On May 10, the gallery will celebrate its bicentenary and evince its evolution into a contemporary model for what a museum can offer the public—even with a traditional collection. Plans for the bicentenary include mounting 12 displays of the gallery’s “National Treasures” across the U.K., taking significant works in the collection beyond the locus of London to reach the broader population.
“Public ownership and access to world-class paintings and art is just as vitally important now for a thriving civic society as it was in 1824, and these fundamental principles of excellence and access are still what guide us today,” says Finaldi, the museum director. To mark the anniversary, the gallery will also host a series of contemporary performance art events staged by Jeremy Deller, bolster online research and accessibility to its collections, create educational programs, and present exhibitions on van Gogh and 14th-century Sienese painting, culminating in an ambitious rehang of the permanent collection in 2025.
“Two hundred years later, we do things a little differently,” Finaldi says. “Key to this is that, although we are very proud to welcome millions of people each year to Trafalgar Square, we no longer expect everyone to have to come to us in order to discover the power of art. Our paintings are owned just as much by those in the U.K. who can’t visit Trafalgar Square as those who come to see their favorite painting every week.”
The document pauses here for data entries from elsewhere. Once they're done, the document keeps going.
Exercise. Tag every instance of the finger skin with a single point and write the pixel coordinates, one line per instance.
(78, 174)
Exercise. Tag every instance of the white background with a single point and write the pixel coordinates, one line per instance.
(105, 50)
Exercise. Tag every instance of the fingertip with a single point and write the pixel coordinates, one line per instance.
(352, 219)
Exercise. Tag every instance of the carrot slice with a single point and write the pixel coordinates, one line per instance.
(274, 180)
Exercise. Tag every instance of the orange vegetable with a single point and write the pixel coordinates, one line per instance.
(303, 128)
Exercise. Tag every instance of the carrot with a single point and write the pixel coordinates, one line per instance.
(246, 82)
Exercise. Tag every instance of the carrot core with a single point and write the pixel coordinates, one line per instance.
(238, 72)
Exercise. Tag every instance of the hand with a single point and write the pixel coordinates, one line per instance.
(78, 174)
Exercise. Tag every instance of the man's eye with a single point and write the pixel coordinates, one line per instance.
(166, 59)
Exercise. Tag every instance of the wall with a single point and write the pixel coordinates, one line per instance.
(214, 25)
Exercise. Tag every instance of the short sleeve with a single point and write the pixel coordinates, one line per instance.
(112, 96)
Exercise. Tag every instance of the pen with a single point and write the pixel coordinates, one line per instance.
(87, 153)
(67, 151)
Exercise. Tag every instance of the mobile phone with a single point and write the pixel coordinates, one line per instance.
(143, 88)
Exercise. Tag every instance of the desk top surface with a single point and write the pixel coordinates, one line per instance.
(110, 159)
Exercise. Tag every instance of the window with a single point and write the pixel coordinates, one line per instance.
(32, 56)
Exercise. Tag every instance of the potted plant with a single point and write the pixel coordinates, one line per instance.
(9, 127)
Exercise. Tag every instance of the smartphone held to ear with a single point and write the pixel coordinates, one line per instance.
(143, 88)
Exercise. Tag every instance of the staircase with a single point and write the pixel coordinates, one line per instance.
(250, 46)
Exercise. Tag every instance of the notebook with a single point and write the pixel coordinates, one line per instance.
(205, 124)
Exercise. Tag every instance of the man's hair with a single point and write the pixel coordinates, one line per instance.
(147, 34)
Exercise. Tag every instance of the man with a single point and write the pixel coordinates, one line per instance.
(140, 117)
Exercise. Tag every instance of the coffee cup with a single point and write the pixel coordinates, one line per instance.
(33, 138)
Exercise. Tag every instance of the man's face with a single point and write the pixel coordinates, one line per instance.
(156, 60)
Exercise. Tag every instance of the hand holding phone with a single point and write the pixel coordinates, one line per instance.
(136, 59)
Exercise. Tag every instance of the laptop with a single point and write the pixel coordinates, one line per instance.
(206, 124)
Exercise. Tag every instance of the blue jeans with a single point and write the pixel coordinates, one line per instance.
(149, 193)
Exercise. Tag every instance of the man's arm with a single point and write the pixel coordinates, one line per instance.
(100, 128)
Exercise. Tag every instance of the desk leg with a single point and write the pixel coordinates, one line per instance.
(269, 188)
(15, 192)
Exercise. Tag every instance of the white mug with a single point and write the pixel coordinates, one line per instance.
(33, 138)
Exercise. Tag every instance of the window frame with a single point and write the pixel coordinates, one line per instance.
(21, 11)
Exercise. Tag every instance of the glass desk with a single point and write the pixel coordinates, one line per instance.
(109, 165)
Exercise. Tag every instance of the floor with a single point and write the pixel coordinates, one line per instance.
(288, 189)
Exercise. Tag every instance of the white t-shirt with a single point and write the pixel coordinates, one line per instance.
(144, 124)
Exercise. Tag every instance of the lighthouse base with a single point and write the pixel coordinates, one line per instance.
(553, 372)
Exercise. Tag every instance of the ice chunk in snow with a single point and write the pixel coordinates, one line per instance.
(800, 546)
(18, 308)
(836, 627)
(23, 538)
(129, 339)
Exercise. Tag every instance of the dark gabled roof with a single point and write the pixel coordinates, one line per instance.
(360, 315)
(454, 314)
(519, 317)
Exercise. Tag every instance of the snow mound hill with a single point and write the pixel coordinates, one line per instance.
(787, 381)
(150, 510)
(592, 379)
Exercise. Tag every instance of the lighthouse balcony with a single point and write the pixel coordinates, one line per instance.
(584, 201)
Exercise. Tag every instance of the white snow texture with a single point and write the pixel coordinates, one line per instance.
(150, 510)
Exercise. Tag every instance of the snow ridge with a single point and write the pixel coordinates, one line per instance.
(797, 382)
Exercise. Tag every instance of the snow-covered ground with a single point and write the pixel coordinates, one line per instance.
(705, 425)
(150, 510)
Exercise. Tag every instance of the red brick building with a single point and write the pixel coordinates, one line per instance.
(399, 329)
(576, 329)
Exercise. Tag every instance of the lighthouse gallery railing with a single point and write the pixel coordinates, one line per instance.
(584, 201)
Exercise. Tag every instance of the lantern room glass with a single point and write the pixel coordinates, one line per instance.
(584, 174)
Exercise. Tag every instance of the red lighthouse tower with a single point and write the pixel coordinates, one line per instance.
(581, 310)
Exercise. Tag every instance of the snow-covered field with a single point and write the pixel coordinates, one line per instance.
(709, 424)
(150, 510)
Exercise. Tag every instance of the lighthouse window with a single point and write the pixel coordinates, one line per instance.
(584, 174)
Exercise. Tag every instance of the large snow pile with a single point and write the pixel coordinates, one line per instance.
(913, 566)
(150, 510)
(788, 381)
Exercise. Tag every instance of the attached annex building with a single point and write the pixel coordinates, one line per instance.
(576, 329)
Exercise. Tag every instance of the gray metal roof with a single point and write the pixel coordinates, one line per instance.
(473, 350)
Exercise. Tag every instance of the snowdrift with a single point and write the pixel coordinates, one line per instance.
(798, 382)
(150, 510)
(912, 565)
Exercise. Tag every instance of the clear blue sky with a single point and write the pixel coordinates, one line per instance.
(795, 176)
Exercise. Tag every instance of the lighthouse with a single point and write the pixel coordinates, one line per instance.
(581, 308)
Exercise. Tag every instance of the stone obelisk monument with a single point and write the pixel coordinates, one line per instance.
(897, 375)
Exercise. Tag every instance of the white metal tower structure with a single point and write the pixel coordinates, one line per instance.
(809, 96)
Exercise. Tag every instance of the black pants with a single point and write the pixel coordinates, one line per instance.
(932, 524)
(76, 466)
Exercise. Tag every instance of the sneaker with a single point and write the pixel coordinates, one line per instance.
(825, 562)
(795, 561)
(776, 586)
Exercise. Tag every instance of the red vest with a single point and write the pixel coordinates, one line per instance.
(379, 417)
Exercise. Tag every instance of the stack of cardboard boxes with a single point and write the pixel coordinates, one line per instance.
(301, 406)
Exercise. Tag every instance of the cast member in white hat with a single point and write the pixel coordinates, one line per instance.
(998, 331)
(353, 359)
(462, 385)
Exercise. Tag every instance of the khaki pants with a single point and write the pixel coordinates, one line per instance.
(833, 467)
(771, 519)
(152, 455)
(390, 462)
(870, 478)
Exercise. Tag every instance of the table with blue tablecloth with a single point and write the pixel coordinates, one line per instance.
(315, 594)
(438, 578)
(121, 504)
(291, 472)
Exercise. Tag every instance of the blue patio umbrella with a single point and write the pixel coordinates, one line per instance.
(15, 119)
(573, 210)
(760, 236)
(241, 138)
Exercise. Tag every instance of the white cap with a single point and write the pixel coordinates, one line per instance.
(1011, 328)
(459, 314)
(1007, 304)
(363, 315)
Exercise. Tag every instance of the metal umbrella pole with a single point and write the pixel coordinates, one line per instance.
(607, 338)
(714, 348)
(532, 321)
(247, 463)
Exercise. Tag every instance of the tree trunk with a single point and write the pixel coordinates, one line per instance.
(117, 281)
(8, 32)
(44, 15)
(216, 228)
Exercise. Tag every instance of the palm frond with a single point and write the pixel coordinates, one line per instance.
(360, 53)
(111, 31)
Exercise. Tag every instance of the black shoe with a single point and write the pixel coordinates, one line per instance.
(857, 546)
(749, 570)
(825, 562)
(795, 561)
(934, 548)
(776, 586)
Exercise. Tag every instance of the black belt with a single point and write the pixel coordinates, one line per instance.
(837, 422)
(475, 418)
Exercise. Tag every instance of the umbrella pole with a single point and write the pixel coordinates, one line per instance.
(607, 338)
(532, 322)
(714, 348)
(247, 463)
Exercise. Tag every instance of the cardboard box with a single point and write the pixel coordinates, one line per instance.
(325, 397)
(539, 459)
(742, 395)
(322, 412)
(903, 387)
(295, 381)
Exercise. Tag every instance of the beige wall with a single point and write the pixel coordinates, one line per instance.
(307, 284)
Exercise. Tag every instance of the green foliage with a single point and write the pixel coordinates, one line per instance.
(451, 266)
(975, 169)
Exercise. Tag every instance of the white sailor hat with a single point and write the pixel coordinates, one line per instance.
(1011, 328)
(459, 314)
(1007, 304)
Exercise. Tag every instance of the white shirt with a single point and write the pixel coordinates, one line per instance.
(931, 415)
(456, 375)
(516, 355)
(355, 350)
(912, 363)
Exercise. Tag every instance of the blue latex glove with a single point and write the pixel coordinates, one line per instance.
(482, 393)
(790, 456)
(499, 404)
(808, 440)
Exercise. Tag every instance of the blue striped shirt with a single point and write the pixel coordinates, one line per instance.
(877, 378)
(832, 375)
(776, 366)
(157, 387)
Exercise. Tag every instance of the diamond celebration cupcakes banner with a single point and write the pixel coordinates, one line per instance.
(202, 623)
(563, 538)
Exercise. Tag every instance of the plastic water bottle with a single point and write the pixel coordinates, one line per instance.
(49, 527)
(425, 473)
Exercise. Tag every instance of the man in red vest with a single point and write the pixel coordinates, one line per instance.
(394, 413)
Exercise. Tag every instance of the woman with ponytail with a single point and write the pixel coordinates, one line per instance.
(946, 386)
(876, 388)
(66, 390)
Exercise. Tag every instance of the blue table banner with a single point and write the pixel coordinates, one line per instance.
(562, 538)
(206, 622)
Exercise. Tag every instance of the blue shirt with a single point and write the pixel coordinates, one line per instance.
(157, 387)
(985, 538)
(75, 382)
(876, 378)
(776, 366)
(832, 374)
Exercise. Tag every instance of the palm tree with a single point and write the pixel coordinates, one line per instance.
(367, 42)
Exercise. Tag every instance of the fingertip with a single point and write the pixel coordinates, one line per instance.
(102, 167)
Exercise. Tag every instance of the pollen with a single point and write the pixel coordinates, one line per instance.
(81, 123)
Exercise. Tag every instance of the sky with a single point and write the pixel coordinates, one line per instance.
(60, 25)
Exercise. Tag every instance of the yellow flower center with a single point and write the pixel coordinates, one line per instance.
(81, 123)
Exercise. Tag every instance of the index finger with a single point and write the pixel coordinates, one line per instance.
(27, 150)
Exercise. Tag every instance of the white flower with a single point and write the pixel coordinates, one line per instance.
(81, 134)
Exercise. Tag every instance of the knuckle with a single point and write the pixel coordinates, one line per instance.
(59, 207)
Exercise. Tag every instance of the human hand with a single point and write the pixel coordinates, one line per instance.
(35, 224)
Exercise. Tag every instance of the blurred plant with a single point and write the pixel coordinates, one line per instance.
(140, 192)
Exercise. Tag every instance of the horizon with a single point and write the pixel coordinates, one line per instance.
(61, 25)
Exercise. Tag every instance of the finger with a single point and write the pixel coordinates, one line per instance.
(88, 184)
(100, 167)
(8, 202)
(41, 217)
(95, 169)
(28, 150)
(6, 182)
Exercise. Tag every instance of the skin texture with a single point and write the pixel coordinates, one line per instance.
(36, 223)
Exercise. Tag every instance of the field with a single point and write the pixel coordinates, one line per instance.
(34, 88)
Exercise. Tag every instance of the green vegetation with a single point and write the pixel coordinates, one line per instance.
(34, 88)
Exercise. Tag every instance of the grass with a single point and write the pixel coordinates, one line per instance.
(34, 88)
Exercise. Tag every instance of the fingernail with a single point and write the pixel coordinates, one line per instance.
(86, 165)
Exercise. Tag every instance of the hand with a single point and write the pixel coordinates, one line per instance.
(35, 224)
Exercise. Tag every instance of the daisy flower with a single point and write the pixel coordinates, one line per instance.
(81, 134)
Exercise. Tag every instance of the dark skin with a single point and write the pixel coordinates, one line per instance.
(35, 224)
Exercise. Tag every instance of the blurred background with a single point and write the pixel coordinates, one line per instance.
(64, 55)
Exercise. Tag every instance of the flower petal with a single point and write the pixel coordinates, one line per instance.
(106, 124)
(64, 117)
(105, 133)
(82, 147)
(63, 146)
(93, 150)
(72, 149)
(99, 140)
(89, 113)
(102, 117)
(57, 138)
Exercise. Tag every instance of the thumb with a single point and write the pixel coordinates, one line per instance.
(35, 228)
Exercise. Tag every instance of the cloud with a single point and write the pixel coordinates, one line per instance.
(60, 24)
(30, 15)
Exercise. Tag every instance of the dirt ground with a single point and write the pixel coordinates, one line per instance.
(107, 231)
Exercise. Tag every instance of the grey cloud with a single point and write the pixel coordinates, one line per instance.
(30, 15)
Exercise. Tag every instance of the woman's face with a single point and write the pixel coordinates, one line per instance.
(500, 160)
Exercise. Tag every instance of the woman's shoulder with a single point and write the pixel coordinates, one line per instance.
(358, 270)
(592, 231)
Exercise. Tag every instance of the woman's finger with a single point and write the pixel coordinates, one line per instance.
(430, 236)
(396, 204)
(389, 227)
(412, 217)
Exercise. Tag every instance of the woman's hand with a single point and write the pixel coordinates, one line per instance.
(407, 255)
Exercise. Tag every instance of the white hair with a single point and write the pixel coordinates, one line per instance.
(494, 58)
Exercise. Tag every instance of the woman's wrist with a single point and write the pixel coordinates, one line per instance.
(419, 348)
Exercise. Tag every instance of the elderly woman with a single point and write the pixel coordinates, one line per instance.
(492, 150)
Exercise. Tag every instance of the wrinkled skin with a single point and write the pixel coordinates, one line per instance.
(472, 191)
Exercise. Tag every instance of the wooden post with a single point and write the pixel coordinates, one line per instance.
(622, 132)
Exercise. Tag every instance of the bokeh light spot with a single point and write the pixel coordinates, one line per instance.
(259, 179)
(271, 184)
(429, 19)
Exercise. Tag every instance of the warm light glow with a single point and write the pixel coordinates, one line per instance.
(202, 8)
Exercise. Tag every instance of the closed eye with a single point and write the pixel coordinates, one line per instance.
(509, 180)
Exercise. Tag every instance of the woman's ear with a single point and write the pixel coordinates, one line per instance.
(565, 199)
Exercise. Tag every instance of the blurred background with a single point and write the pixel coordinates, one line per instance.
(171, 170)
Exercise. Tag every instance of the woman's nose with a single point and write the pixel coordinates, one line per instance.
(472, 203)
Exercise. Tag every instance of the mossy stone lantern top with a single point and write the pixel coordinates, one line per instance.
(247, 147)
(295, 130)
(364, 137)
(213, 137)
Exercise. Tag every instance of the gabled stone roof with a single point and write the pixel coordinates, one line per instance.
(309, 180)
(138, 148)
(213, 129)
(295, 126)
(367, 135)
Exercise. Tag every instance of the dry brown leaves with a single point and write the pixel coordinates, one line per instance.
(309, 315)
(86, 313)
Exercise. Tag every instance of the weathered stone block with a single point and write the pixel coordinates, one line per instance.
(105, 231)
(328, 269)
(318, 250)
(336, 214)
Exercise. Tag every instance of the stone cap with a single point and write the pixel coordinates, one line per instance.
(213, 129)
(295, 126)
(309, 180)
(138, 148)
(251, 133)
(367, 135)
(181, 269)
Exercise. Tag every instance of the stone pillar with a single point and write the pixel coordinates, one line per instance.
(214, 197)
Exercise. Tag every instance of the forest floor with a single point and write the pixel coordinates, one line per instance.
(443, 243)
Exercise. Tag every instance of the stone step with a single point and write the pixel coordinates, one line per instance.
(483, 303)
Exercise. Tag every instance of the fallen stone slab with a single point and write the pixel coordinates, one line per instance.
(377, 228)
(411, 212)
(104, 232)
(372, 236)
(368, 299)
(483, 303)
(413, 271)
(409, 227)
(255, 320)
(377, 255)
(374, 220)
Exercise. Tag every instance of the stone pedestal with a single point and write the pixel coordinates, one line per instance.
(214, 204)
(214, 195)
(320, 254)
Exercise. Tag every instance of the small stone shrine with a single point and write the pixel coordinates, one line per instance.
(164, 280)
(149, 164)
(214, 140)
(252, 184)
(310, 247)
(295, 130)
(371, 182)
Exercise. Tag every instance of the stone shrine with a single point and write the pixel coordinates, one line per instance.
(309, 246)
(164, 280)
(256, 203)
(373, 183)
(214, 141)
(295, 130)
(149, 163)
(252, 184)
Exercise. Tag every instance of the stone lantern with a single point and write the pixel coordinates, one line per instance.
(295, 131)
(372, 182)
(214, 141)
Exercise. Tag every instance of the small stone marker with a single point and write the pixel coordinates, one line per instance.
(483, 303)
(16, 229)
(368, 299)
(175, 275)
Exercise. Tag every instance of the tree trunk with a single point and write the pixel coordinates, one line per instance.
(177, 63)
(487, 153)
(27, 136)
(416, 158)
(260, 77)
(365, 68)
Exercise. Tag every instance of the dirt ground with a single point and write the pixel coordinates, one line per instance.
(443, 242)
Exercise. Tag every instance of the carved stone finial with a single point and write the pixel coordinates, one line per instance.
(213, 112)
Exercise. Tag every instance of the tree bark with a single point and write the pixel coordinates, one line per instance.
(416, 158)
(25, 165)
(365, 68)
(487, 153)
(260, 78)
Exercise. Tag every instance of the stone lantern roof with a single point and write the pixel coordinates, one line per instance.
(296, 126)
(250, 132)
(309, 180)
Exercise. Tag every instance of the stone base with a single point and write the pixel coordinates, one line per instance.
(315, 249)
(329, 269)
The director adds, “We continue to seek new ways to bring the experience of seeing and understanding great paintings to as many people as possible, through digital channels and also through an intense engagement with contemporary artists.”
Though the gallery’s approach may look different, its purpose remains constant. “Why people felt it was so important to [have a national gallery] 200 years ago is often the answer as to why it’s important now,” Riding says, “because in essence it’s all about … learning, creativity and engaging” people with art. Today, a national gallery is an ever-evolving space to preserve and interact with beauty, history, hierarchy, influence and power.